Even though the typical use of a playpen is to confine the baby while you're busy, don't leave him alone there. Whether he's inside or out, your baby could crawl or roll into the pocket that forms when the side is down and suffocate.
Playpens—sometimes called play yards by people who think the former raises the specter of baby as prisoner—can be very handy for parents. A playpen offers a safe place to confine a baby, in the kitchen while you're cooking dinner or in the home office while you're working, for example. (Lucky you if your baby plays happily in one and doesn't start to howl the instant she's put in!)

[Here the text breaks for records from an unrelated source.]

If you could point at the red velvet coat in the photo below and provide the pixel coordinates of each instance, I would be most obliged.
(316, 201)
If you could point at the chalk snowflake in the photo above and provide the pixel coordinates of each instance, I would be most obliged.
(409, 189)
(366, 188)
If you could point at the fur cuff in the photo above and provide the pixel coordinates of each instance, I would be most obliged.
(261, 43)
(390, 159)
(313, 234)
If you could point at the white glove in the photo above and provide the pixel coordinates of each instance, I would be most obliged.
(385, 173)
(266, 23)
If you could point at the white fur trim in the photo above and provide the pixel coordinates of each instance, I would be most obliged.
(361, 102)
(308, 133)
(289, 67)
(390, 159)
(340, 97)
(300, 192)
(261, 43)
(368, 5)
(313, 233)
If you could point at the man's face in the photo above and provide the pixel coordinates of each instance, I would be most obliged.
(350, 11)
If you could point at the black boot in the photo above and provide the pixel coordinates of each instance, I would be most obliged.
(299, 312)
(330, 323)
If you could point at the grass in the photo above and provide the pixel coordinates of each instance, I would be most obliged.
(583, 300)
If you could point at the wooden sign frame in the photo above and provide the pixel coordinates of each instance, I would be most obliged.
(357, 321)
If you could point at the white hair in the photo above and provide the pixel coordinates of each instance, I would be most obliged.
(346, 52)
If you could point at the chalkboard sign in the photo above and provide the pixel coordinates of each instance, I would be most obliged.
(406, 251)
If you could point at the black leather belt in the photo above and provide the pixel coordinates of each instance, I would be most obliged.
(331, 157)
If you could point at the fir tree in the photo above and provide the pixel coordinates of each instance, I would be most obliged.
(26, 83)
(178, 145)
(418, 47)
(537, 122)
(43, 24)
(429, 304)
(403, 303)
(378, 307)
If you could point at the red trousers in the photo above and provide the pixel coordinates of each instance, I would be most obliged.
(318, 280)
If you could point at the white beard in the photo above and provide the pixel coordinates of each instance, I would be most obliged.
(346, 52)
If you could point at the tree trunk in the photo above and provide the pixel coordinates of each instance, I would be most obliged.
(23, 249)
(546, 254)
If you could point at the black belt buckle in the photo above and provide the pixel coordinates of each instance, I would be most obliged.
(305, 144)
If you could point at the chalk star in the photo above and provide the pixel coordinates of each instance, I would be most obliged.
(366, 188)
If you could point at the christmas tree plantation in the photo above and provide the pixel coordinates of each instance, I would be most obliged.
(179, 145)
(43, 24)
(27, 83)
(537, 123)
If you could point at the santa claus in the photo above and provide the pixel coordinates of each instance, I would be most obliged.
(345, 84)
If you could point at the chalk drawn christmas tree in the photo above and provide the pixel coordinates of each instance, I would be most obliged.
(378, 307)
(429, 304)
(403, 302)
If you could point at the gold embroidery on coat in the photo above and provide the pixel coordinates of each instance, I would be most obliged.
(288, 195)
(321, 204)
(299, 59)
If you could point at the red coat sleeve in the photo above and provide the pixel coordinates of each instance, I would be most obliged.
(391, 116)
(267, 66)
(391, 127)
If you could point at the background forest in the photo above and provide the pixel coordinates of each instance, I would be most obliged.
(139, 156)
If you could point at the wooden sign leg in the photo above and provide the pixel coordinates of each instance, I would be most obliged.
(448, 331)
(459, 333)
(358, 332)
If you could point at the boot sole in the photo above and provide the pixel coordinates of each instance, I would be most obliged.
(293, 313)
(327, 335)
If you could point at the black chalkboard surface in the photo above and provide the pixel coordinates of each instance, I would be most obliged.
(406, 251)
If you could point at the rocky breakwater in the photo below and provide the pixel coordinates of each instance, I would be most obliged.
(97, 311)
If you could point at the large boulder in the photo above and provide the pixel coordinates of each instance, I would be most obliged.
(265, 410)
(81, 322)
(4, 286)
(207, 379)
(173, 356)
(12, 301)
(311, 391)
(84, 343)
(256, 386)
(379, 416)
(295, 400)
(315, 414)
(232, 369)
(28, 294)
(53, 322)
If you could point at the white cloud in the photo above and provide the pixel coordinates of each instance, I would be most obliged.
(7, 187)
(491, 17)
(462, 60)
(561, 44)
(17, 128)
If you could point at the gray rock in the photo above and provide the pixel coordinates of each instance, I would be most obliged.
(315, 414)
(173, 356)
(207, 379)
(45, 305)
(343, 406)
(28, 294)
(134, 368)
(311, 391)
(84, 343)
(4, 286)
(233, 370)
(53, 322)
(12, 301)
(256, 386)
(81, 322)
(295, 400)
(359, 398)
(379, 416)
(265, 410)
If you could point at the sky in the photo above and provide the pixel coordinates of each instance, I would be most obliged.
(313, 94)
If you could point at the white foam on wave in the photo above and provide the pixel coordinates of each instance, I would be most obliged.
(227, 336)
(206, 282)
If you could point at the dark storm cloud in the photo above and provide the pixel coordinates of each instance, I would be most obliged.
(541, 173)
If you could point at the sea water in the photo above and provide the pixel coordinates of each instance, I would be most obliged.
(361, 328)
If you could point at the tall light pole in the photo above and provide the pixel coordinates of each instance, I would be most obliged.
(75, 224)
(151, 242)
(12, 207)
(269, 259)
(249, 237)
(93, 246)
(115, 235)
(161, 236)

The typical playpen has mesh sides and a wooden floor that bends in the middle for folding. The mesh should have a small weave, less than ¼ inch, so fingers or buttons can't get caught. On wooden models, the space between slats should be no wider than 23/8 inches. It is crucial that playpens be set up properly with sides locked into place.
Since babies like to chew, regularly inspect the vinyl or fabric rail covering in case there are tears or loose pieces that your little teether could break off and choke on.
Playpens are not recommended for babies who weigh more than 30 pounds or who are taller than 34 inches. When it appears your child may be able to climb out, it's time to give up the playpen. Don't put in boxes or other items that a shorter baby could stand on to make an escape.
For babies on the go, portable cribs are becoming increasingly popular. They are lightweight and fold up in a carrying case for travel. Some parents also use them as a substitute for a playpen.
As with a playpen, take care to set up the portable crib properly, locking the sides in place so they won't collapse, and never leaving the sides down. Don't add padding beyond the mattress that comes with it. Stop using it when your child is able to climb out, usually around 30 inches or 30 pounds.